Kubernetes Network Policies That Actually Work: From Default Deny to Microsegmentation
Problem
By default, every pod in a Kubernetes cluster can communicate with every other pod across all namespaces. There are no network boundaries. A compromised pod in a development namespace can reach the production database. A compromised web frontend can directly access the secrets store. A crypto miner deployed in any namespace can exfiltrate data to any external IP.

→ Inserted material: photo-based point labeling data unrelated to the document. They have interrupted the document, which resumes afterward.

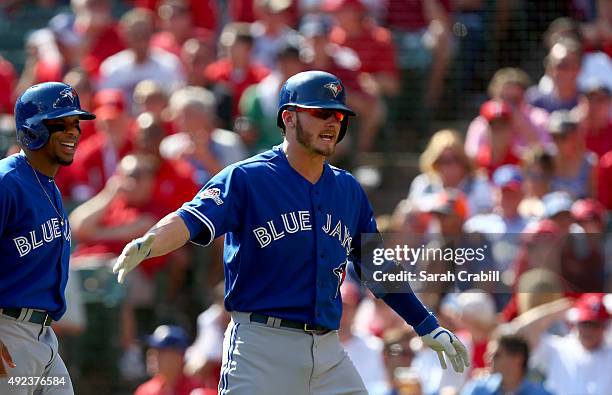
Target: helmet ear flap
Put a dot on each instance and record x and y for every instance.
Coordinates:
(343, 128)
(33, 135)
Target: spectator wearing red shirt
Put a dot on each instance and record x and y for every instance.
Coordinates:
(176, 26)
(271, 30)
(498, 152)
(8, 79)
(594, 114)
(604, 180)
(50, 56)
(80, 80)
(234, 73)
(140, 61)
(98, 32)
(204, 13)
(423, 68)
(373, 44)
(99, 155)
(196, 55)
(165, 361)
(150, 96)
(174, 177)
(529, 123)
(101, 226)
(343, 62)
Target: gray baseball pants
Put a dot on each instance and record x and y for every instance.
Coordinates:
(264, 360)
(40, 370)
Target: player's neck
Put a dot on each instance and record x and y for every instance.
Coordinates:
(310, 166)
(39, 162)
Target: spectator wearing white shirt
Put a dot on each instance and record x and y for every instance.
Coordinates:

Network policies exist to fix this, but they have a reputation for being difficult:
- CNI-dependent behaviour. The Kubernetes NetworkPolicy API is a specification, not an implementation. Calico, Cilium, and cloud-native CNIs each implement it differently. Policies that work on Cilium may behave differently on Calico. Some CNIs support egress policies; some do not support egress to specific CIDR ranges reliably.
- DNS is the most common pitfall. Apply a default-deny egress policy and every pod in the namespace immediately fails DNS resolution, because DNS egress to CoreDNS in
kube-systemis now blocked. This is the #1 reason teams abandon network policies after the first attempt. - Testing is manual and error-prone. There is no built-in tool to validate that policies enforce the expected connectivity. Teams apply policies and hope for the best, discovering gaps only when something breaks or during a security audit.
- Policy count grows linearly with services. A namespace with 20 microservices needs 20+ policies. Writing and maintaining these takes 30-60 minutes per service, and every new service dependency requires a policy update.
This article provides a complete, tested approach: start with default-deny, solve DNS immediately, build per-service policies, test systematically, and monitor for dropped traffic.
Target systems: Kubernetes 1.29+ with Calico, Cilium, or any CNI that supports the NetworkPolicy API. Specific notes for CNI-dependent behaviour.
Threat Model
- Adversary: Attacker with code execution in a pod (RCE, supply chain compromise, compromised container image).
- Access level: Unprivileged process inside a container with network access to the cluster network.
- Objective: Lateral movement to other services (access database from compromised frontend), data exfiltration (send data to external attacker-controlled server), service disruption (DoS other pods), and internal reconnaissance (scan the cluster network for open ports and services).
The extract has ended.